Languages are used for communication, and the better we are at communication, the more effectively we can solve problems. I want to revisit the issue of language in the following senses: programming languages, the languages that people in various disciplines (or domains) speak and the language of Data Science. I want to raise the issue of religious wars over preferred language, and the danger this poses for scientific advancement; and how as a class, we want to make progress towards overcoming this.
Also I want to anoint you the Next-Gen Data Scientists, with all the responsibility and hope this entails! I’m inspired to do so after a conversation with Greg Wilson,the lead instructor of this weekend’s boot camp, and Columbia Statistics Department’s Professor Victoria Stodden, and after reading Cathy O’Neil’s blog post yesterday.
Background: Software Carpentry
To provide some immediate context, we organized an (optional) two-day computational skills workshop (or Boot Camp) on Friday-Saturday for students in the class. It was offered through Software Carpentry, a non-profit run by Greg Wilson, with the following stated mission:
Our mission is to help scientists be more productive by teaching them basic computing skills. Our approach combines short, intensive workshops with self-paced online instruction. The benefits are more reliable results and higher productivity: a day a week is common, and a ten-fold improvement isn’t rare.

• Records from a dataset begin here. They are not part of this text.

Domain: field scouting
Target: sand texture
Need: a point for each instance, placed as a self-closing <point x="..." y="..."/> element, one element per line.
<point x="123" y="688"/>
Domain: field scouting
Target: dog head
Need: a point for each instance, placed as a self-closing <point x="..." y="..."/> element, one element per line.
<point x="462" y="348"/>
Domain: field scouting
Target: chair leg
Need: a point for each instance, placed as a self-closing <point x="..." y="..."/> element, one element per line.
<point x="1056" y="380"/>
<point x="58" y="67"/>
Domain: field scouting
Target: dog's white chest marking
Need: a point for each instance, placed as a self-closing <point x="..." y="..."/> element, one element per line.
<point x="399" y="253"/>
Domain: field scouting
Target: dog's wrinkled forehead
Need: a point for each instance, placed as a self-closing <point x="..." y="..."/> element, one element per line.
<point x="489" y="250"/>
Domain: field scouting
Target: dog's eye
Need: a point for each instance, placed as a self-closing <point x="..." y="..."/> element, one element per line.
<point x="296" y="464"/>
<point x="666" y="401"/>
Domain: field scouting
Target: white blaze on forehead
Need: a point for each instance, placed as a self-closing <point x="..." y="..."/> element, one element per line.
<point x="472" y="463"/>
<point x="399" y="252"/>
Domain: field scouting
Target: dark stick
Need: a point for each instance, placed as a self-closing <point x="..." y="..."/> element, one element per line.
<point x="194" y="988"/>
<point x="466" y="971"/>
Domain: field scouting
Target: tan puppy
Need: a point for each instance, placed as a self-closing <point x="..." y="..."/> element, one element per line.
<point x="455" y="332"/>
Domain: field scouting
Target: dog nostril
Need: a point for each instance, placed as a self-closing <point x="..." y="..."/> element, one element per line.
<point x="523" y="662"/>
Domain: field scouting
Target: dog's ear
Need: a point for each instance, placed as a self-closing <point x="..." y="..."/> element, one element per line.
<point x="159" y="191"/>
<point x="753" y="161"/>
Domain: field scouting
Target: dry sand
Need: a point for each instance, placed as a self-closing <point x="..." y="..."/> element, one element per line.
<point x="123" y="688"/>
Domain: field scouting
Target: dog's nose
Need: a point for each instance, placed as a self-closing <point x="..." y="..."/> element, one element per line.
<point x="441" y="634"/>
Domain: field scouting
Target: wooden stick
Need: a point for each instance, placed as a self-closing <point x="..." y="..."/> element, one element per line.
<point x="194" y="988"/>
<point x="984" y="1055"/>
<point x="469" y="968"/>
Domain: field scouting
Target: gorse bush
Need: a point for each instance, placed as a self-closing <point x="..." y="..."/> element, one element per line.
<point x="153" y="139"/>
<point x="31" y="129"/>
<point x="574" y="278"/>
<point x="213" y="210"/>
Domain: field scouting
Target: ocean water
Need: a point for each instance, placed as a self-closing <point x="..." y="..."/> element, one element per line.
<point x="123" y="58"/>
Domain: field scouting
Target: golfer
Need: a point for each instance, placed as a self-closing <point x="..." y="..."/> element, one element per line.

Greg and his team of instructors (scientists themselves) use evidence-based instructional methods, and when I met the students at the end of the workshop on Saturday, there was an evident level of enthusiasm for what they had learned, ranging from the very practical to what could perhaps be described as finding new religion. Some topics covered:
— Pair programming. In addition to Greg’s recommendation, anecdotally, Ian Wong at Square is an advocate (he’ll be coming in a few weeks to speak to us); also Princeton Professor Brian Kernighan (the “K” in AWK), is a proponent. Here’s an interesting discussion of pair programming by Stuart Wray.
— Time management (brain only being able to be productive for 1 hour at a time; chunking coding tasks into hour long chunks)
— Code reviews (chunking code to make it easier for the reviewer; fresh eyes help debug)
— Version control
— Unit tests
— Creating organized, readable code
— Building a solid foundation of software engineering skills
— Although I wasn’t in the room most of the time, from speaking to Greg and the students, and observing small portions, it was evident that Greg infused the workshop with a lot of his hard-earned wisdom.
Students who were there, feel free to add your comments to this if I missed something or was off, or also if you agree.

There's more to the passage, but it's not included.